Study Rationale: We established a biorepository of blood cells from G2019S LRRK2-PD patients recruited at the Hospital Clínic de Barcelona (Barcelona). Using this cohort, we performed a phospho-proteomic pilot study by mass spectrometry and identified a differential combination of phosphorylated proteins associated with the G2019S mutation. Here we aim at validating and expanding these findings using additional G2019S and R1441G cohorts.
Hypothesis: Elucidating the molecular signaling cascade of mutant LRRK2 in LRRK2-PD patients is key to monitor PD progression, to surveil the efficiency of LRRK2 inhibitors in clinical trials, and to assess disease risk in asymptomatic LRRK2 mutation carriers.
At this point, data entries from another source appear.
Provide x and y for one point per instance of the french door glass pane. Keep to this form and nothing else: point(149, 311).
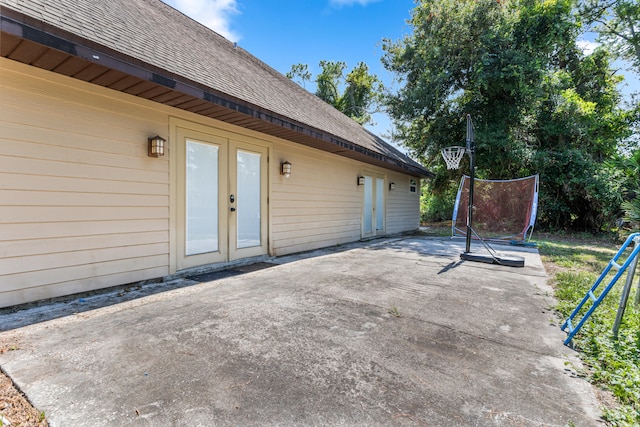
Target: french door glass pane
point(248, 187)
point(368, 204)
point(379, 203)
point(202, 198)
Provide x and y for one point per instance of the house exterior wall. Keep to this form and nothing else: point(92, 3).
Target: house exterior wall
point(83, 207)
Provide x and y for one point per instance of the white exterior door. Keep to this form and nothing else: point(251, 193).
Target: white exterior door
point(221, 199)
point(247, 201)
point(373, 206)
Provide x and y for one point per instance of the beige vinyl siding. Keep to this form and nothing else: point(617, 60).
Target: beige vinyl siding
point(403, 207)
point(82, 207)
point(319, 205)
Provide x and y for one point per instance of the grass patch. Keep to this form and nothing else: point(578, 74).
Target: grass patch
point(574, 265)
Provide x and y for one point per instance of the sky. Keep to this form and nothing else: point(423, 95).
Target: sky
point(286, 32)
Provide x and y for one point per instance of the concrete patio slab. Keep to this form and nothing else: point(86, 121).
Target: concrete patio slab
point(391, 332)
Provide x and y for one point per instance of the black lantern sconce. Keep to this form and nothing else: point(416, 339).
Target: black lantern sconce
point(285, 169)
point(156, 146)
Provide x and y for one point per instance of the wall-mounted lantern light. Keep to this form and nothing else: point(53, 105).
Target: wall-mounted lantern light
point(285, 169)
point(156, 146)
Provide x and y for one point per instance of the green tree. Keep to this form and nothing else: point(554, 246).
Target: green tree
point(618, 25)
point(536, 100)
point(356, 94)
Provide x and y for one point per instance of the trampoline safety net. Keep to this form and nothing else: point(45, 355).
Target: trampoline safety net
point(503, 209)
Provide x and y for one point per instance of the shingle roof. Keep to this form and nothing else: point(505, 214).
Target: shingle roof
point(154, 33)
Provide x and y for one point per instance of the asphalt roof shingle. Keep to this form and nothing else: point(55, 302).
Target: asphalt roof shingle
point(155, 33)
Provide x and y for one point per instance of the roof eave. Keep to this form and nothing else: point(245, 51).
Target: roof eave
point(95, 63)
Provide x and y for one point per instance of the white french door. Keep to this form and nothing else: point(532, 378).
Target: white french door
point(221, 199)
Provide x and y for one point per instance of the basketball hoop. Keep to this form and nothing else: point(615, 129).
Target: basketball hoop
point(453, 155)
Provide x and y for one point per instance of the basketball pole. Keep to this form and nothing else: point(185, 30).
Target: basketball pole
point(493, 257)
point(471, 147)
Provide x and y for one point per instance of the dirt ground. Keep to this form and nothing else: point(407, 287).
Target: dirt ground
point(15, 410)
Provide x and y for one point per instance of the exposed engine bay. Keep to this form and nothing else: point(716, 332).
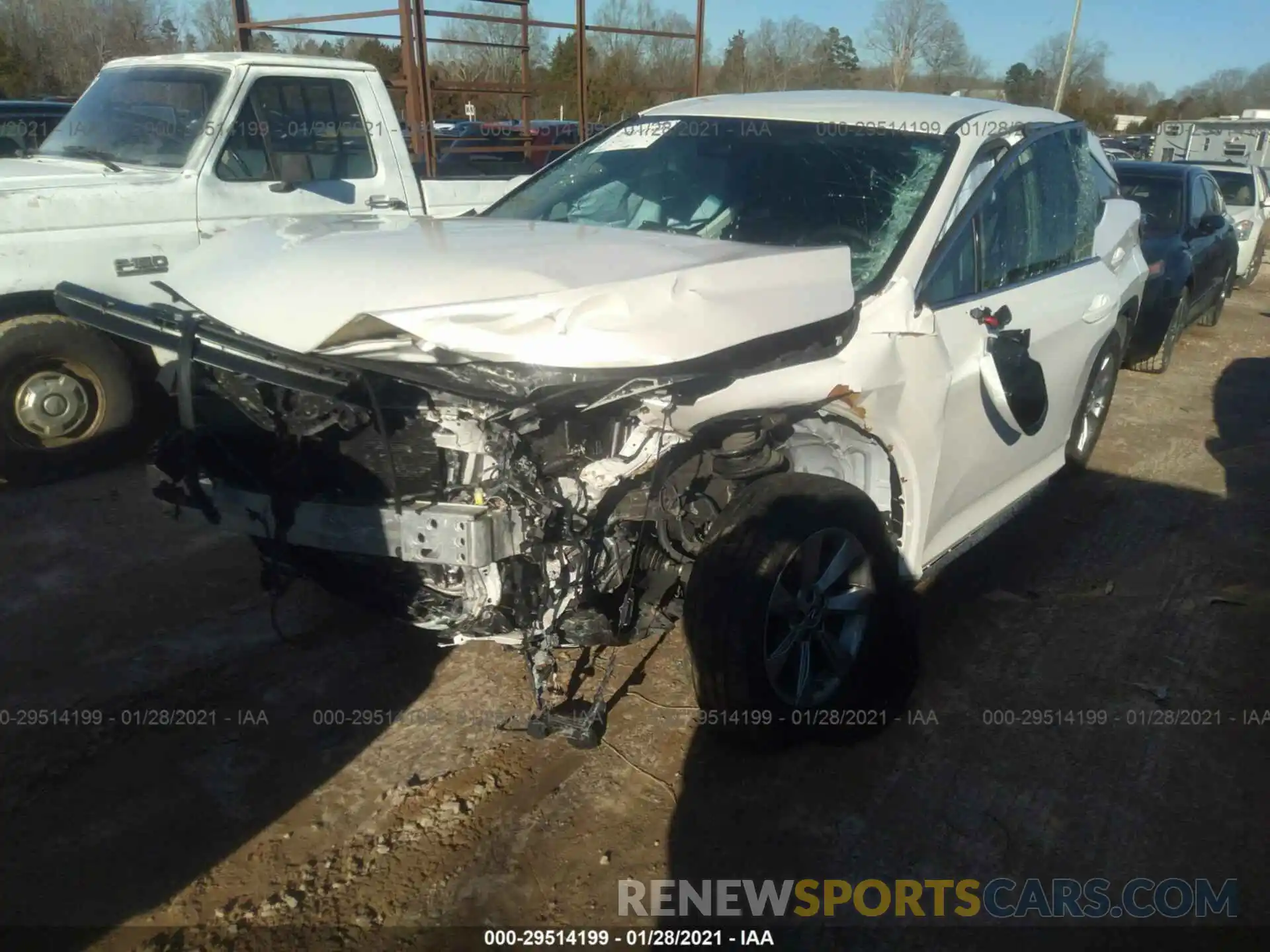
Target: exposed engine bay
point(570, 517)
Study Design: By state-of-the-art phospho-proteomics (collaboration with Navarrabiomed, Pamplona) we aim at validating and expanding our preliminary findings in additional G2019S and R1441G LRRK2 cohorts of similar design, size, and blood cell collection method collected at our center and at collaborating centers in Spain (Hospital Marqués-de-Valdecilla in Santander, Hospital de Donostia in San Sebastián). We expect to identify differential protein phosphorylation changes in LRRK2-PD patients affected by the G2019S and R1441G mutations that could be useful as LRRK2 pharmacodynamic biomarkers. In asymptomatic LRRK2 mutation carriers we will explore the presence of protein phosphorylation changes and evaluate their applicability as early disease biomarkers.
Impact on Diagnosis/Treatment of Parkinson’s disease: Results from this project will help: (1) to identify specific Phospho-protein changes related to mutant G2019S and R1441G LRRK2 which can be associated with disease status and disease progression into specific clinical outcomes in LRRK2-PD patients, and eventually with increased disease risk in asymptomatic LRRK2 mutation carriers; (2) to better classify not only LRRK2-PD patients into clinical subtypes but also non-genetic PD patients where the LRRK2 kinase activity could also be deregulated; and (3) to monitor the effects of LRRK2 inhibitors using peripheral blood from LRRK2-PD patients.
Next Steps for Development: Our findings hold potential for elucidating specific phosphorylation events related to LRRK2 mutations in LRRK2-PD patients and in asymptomatic LRRK2 mutation carriers, for correlating phosphorylation levels in specific proteins with clinical outcomes, and for providing PD progression and early PD biomarkers in accessible biospecimens.